They taught us at Washington Elementary not to touch the glass windows that lined our classroom, because it was the janitor who would have to clean the windows dailly. And we didn’t want to make his job harder, did we? But seeing how it was my job to clean the windows at home each Thursday afternoon with newspaper and Windex, I wasn’t that concerned. I fogged the glass with my breath. Drew smiley faces. Smeared them away. Blew again. Then sad faces. Erased and blew. Challenged myself to tic-tac-toe. Continuously smearing cheek and fingers across the glass. Waiting. And waiting.

The gravel road always gave sufficient warning. The sound of the tires popping at 4:37pm would tell me that my mom was about to arrive. I’d hoist my top above my waist and wipe the window.

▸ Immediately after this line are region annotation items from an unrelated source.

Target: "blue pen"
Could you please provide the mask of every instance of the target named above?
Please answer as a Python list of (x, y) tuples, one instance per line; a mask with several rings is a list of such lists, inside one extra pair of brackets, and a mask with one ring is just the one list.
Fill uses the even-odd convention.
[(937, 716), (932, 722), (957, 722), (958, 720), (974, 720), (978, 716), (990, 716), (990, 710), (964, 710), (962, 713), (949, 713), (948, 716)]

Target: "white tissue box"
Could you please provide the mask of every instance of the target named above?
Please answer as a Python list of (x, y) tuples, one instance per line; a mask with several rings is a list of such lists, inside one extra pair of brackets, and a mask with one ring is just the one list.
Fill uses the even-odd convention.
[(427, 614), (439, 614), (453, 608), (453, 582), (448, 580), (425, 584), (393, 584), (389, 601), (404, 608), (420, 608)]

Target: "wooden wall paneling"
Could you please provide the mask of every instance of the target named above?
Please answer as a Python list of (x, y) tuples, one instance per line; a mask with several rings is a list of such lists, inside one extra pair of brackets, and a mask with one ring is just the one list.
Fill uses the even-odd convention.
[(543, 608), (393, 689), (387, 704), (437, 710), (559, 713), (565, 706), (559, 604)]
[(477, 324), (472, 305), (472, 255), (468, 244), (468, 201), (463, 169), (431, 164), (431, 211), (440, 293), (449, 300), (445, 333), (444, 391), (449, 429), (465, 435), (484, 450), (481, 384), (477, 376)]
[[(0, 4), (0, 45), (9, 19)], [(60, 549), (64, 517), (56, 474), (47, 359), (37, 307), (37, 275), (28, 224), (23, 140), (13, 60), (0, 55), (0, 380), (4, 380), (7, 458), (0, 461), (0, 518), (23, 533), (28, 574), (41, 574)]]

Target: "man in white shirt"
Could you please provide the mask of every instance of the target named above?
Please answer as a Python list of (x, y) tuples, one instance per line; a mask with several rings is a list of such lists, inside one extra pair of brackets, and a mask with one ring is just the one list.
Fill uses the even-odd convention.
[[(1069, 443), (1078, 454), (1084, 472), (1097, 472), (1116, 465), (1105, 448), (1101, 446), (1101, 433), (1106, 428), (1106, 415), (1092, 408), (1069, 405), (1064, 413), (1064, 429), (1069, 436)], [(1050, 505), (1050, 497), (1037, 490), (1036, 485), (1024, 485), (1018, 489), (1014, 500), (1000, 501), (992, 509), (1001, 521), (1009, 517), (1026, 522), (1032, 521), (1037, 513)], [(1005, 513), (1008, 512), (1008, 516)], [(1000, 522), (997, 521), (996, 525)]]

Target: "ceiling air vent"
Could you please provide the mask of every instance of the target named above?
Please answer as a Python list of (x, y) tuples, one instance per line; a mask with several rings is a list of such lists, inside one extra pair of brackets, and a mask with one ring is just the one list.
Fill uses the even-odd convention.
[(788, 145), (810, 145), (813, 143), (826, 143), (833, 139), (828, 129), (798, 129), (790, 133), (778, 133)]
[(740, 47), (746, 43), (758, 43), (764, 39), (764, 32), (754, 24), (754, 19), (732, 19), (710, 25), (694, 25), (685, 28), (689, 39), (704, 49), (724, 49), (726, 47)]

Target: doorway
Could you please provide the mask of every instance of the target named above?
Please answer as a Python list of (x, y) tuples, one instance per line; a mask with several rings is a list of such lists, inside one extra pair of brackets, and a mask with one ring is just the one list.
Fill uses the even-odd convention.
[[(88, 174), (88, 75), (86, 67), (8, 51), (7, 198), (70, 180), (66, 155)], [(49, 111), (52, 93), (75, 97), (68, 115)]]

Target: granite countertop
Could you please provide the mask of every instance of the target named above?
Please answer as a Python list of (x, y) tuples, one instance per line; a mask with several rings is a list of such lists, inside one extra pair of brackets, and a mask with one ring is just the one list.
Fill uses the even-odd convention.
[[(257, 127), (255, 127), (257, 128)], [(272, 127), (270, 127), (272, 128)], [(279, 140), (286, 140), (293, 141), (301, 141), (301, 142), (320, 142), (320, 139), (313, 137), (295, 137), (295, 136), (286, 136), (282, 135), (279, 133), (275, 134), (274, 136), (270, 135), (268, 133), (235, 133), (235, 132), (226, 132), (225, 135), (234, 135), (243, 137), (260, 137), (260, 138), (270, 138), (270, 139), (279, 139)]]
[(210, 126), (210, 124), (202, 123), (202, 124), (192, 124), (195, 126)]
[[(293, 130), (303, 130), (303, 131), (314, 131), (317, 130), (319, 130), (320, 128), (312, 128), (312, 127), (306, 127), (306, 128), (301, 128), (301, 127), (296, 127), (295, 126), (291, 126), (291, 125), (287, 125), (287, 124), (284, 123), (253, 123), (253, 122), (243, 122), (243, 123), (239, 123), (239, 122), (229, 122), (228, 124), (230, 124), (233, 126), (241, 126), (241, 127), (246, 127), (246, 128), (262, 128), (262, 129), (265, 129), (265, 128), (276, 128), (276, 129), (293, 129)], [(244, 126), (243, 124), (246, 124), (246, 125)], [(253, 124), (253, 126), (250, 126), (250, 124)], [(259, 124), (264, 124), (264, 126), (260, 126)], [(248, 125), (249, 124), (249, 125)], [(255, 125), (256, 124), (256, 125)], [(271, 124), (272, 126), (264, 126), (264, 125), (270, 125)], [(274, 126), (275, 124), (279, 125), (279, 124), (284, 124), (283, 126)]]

Race to the garage entry. Fling the door. And I was saved.

She never mentioned it — the streaked glass. But of course she must have known. It wasn’t like my t-shirt wipe gave a proper cleaning. But that’s who she was — the person who allowed me to be me. Never made fun of my silly antics. She saw me. And loved me.

I smiled each Thursday afternoon as I took last week’s Echo and wiped it across the pane. It sparkled clean along with my heart. A fresh start. All waiting’s worries were washed away.

I see it now. So clearly. I thought she was saving me, daily, and she did, but even more importantly, she gave me the ability to save myself. A gift I continue to use. I smile out my morning window, and I am saved.